This is the view of Wolfe Braude, a director at Emet Consulting.  

"The industry already cogenerates electricity for its own mills, it just isn’t allowed to sell to the grid. Permission would need to be enabled by creating regulatory frameworks for such economic activity. South Africa is in fact behind quite a few other sugar producing countries in its development of such a ‘triple-income stream’ for its sugar industry," explained Braude, commenting in his personal capacity.

"The multiplier effects in have been studied by NAMC and are positive. Ethanol is, however, vulnerable to the current low oil price. With such a plan in place it makes even more sense to press on with a sugar tax. Quite a few other countries have implemented sugar taxes, including Mauritius, which has a significant sugar industry. This is not a leap into the unknown. The benefits are massive."

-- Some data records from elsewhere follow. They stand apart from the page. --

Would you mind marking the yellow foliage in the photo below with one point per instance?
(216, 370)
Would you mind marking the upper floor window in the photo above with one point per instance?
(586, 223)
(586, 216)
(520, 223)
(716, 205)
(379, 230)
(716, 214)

It is estimated that Mexico may save $983m health costs over 10 years through its recent sugary tax. Taking population and per capita differences into account, SA could possibly save $100 to $150m, in his view.

BEPS

Braude also said in his post Budget 2017 comment that Minister of Finance Pravin Gordhan confirmed that automatic exchange of information between tax authorities will come into operation in September 2017.

Multinational companies will also be required to file further information with the SA Revenue Service (SARS) on cross-border activities from the end of the year.

"This is extremely significant, as it is estimated that hundreds, yes hundreds, of billions of rand are lost each year through misreporting, under-invoicing and declaring taxes untruthfully in other jurisdictions. By having access to both sides of the information coin for the first time, South African and foreign tax authorities will be able to follow the money trails," said Braude.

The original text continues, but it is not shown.